Most other breeds have an undercoat of fine hairs, a smooth exterior coat of guard hairs, and carrying hair length.
If you have a long-haired cat, the chances of tangling are high. You may have to schedule a brushing session almost daily.
If you live in an area with a relatively cool climate and have a cat that stays mostly outdoors, be prepared for at least two heavy shedding cycles a year. These will usually occur in late fall and late spring. The shedding might even contain lumps of hair at times.
Indoor cats, on the other hand, shed their hairs (both the guard coat and the undercoat) all the year round. We’ve already talked about the reason for this, but the takeaway here is that your brushing sessions should reflect the climate and the cat’s habits as well. An indoor cat might not need daily brushing, but you might have to do a daily session with your outdoor cats for about a month at least twice a year.
Cats that have curly, long, or silky hair will probably need daily brushing. This will prevent serious tangles, matting, and other problems that might arise on such a coat.
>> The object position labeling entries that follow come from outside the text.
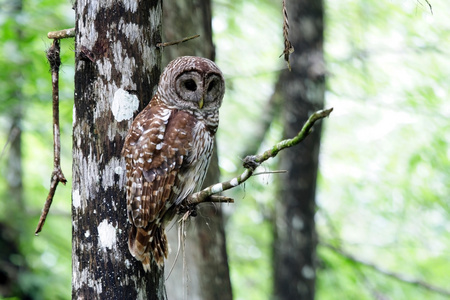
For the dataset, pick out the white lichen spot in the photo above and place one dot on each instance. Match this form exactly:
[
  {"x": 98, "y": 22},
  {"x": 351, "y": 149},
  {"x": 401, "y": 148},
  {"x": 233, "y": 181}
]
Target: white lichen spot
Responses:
[
  {"x": 106, "y": 235},
  {"x": 76, "y": 199},
  {"x": 234, "y": 182},
  {"x": 124, "y": 105},
  {"x": 118, "y": 170},
  {"x": 127, "y": 263}
]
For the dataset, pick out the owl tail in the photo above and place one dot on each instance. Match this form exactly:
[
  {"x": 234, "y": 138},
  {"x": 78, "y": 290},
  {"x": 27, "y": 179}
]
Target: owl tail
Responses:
[{"x": 151, "y": 241}]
If you have such a cat and are brushing them daily, pay special attention to the back of their legs, their armpits, and around their ears.
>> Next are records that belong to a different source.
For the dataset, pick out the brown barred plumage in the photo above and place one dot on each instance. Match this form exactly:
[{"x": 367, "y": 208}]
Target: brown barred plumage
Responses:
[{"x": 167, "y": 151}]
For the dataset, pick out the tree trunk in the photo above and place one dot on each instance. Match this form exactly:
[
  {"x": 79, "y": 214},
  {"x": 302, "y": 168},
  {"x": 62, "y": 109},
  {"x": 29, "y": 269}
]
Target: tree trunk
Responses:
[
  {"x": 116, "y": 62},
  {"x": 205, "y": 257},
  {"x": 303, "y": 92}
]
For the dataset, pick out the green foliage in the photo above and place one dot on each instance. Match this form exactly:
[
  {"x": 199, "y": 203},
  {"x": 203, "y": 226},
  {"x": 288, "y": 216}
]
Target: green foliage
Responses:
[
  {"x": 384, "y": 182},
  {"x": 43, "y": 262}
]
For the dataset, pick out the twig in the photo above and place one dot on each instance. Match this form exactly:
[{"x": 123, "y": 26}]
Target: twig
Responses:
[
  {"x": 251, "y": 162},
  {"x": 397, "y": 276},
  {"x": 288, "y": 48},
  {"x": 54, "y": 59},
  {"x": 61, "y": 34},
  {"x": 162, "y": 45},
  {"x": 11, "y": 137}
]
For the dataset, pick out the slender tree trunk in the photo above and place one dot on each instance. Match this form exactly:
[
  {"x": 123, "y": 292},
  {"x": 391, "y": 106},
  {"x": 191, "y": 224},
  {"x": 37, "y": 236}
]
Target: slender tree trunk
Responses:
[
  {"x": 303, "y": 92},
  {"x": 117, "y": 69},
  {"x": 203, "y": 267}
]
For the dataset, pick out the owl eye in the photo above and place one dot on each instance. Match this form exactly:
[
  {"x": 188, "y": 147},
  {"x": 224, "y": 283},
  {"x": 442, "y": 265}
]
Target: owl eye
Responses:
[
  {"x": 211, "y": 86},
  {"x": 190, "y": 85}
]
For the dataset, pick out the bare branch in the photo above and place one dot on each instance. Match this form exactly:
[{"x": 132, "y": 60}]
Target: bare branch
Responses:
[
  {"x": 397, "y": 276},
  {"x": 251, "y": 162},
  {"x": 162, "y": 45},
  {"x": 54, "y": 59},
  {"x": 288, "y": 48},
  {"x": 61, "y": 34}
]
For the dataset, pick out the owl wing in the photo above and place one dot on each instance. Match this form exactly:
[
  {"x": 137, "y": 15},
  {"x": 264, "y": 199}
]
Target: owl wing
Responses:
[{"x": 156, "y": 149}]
A cat with short hair won’t require much brushing, unless it’s a species that sheds a lot.
The Benefits of Brushing
Every cat (except maybe the hairless kinds) will benefit greatly from brushing every now and then. This practice will not just do away with any loose hairs, but also cleanse the skin of dead cells and clear away external parasites, dirt, debris, etc. The natural skin oils will also be properly distributed along the hair shaft, helping to keep the coat shiny and silky.
Daily brushing and combing will also reduce the hair that the cat swallows while grooming itself with its tongue. This will reduce the risk of hairballs. The latter can cause choking, vomiting, and other unwanted occurrences, so it’s best to get them out of the picture if possible.
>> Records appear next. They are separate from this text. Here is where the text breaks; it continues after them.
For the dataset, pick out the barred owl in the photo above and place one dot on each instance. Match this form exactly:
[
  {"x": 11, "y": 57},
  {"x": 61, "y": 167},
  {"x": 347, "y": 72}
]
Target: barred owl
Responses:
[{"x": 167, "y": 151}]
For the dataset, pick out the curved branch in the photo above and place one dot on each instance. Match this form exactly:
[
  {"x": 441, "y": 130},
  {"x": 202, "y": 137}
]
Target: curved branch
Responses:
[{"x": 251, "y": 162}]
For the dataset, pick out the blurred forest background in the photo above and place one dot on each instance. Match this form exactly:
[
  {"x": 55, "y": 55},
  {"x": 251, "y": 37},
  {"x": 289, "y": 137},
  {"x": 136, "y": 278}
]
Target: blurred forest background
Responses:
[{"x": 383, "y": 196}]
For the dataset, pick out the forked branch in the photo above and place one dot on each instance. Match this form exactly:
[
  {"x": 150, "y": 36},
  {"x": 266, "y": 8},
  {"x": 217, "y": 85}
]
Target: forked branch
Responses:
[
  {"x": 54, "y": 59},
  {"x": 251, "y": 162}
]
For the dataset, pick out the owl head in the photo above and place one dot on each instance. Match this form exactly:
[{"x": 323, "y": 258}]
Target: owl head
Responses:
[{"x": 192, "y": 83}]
Yet another benefit of regular brushing is that you don’t have to word about triggering allergies so much. Cat lovers who are allergic to them might have to go for daily brushing or get someone else to do it. This way, they can enjoy their cat without risking their health.
Brushing sessions are also an efficient way of checking the cat’s coat for burrs, tangles, clumps, etc. You can take this time to check the skin as well. Any bruises, parasites, or dryness can then be dealt with in a timely manner.
Finally, regular bruising will hopefully enhance the bond between you and your cat. Make sure you don’t extend the session beyond their comfort zone; if necessary, increase the brushing time in increments. Reward your cat with a treat after the session, and they probably won’t resist the next time.
Types of Brushes and Combs
Different kinds of coats will also require different types of bruises and combs. If your cat has a short coat or a very thin undercoat, a stiff bristle brush will probably be best. Metal combs with long teeth are great for removing loose hair and smoothie out minor tangles in cats with medium or long hair.
Heavy seasonal seeding or small matted patches can also be dealt with by a long-toothed metal comb.
No matter what kind of brush or comb you use, make sure to have a gentle hand while using it on your cat. We may not realize our strength while dealing with a sensitive small animal, so it’s best to stay on the safe side.
If you still think your brushing technique needs improvement, feel free to ask the local vet. They might recommend certain grooming tools or recommend a proper technique that will show results without hurting the cat.
Regularly brushing your cat might be a challenge for some, but the benefits are well worth the hassle. Take some time out and start brushing your cat’s hair daily at first. You can then reduce the frequency once things get under control. This will hopefully be a way of relaxing and de-stressing as well. Once you look at your hair-free home, you’d probably relax even more!